A simple piece of career advice — pick the hardest worthwhile problem and stick with it — somehow turned into a full-blown comment-section philosophy brawl. Justin Jackson’s article praises founders like Bento and Transistor for choosing difficult, valuable ideas instead of chasing smaller, easier wins. His big flex? Working yourself to death on the wrong idea, like his old snowboard shop, is very different from taking on a truly difficult challenge that few people even dare to try.
And the crowd? Very into it — mostly. One reader called the post “refreshing” in a world obsessed with speed, basically cheering for the radical idea that good things might actually take time. Another loved not just the message but the vibe, applauding the site for having a real personality instead of looking like “just another Medium article,” which is the kind of oddly specific online shade commenters live for. Then came the inspirational life-story energy: one commenter said they learned this lesson “by accident,” turning the thread into a mini support group for people who stumbled into harder paths and somehow made them work.
But not everyone was ready to tattoo Do the hardest thing on their forearm. One skeptic pushed back hard, saying the opposite often feels true: choose something easier, execute better, and maybe you’ll actually win. That’s the real drama here — is this bold wisdom, or startup-brain romanticism? Meanwhile, another commenter dropped artist Tom Sachs’s rule, “Do the easy/hard thing first,” like a cryptic mic drop. The result: part pep talk, part reality check, part internet book club with knives out.
Key Points
- •The article centers on Jesse Hanley’s advice to “do the hardest thing,” arguing that fewer people compete in genuinely difficult problem spaces.

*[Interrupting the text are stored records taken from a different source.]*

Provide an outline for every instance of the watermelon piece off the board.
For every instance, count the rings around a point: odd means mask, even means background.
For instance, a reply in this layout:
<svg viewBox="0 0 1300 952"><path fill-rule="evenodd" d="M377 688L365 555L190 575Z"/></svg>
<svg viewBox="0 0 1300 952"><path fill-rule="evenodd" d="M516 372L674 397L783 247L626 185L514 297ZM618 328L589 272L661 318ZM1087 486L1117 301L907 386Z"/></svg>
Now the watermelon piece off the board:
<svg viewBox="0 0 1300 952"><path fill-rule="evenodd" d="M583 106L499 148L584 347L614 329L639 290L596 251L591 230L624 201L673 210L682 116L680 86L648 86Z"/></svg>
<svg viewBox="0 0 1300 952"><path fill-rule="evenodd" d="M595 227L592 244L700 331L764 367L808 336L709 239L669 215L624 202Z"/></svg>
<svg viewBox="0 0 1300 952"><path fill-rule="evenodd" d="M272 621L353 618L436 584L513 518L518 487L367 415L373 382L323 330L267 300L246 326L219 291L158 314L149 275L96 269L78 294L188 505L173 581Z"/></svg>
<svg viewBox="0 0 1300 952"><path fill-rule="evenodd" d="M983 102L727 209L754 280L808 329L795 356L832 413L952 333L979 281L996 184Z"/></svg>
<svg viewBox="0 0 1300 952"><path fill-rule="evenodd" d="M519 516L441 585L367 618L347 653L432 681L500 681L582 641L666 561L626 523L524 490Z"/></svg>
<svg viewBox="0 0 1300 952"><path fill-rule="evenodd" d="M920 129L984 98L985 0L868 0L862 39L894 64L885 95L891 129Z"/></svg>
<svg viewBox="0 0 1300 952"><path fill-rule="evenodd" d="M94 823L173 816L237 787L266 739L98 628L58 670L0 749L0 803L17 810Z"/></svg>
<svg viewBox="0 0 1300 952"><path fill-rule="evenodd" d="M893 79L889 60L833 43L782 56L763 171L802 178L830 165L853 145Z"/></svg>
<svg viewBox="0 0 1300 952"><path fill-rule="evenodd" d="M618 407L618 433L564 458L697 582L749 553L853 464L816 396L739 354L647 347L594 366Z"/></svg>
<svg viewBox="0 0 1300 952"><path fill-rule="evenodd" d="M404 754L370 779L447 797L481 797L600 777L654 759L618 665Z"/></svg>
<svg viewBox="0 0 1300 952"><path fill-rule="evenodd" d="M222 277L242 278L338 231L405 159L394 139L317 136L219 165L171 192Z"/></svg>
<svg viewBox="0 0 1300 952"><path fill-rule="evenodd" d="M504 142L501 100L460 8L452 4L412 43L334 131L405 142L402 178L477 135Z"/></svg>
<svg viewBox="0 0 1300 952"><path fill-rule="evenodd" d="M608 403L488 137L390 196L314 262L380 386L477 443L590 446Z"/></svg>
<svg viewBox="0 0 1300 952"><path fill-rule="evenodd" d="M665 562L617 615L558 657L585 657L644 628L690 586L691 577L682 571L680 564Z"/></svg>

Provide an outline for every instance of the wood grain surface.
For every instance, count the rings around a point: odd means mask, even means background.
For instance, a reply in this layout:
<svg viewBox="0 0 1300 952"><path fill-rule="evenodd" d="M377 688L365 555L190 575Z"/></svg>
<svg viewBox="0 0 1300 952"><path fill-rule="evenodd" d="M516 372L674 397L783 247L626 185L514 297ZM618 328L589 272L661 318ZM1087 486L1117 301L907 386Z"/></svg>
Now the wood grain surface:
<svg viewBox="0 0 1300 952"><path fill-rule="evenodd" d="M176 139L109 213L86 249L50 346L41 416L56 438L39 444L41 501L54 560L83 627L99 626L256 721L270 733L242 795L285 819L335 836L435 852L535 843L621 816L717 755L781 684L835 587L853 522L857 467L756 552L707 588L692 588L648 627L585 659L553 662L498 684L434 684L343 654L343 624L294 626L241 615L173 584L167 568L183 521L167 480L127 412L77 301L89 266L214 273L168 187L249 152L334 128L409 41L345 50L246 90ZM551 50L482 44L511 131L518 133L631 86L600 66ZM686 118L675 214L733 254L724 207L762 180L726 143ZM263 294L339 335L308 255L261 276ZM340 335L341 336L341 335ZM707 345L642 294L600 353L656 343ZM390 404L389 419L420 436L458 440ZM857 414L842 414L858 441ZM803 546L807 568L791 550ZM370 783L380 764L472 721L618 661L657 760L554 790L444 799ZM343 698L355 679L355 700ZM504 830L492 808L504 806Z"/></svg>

- •Justin Jackson says this mindset influenced him to pursue bigger projects, including partnering with Jon Buda to build Transistor in podcast hosting.
- •Hanley is quoted saying he has worked on Bento for more than seven years and that reaching product-market fit often requires sustained effort on hard problems.
- •Jackson contrasts his failed snowboard retail shop with Skype to show the difference between working very hard and choosing a harder, more valuable idea.
- •The article cites Stripe, WP Engine, Bento, and Shopify as examples of durable startups that addressed difficult problems in markets with established demand.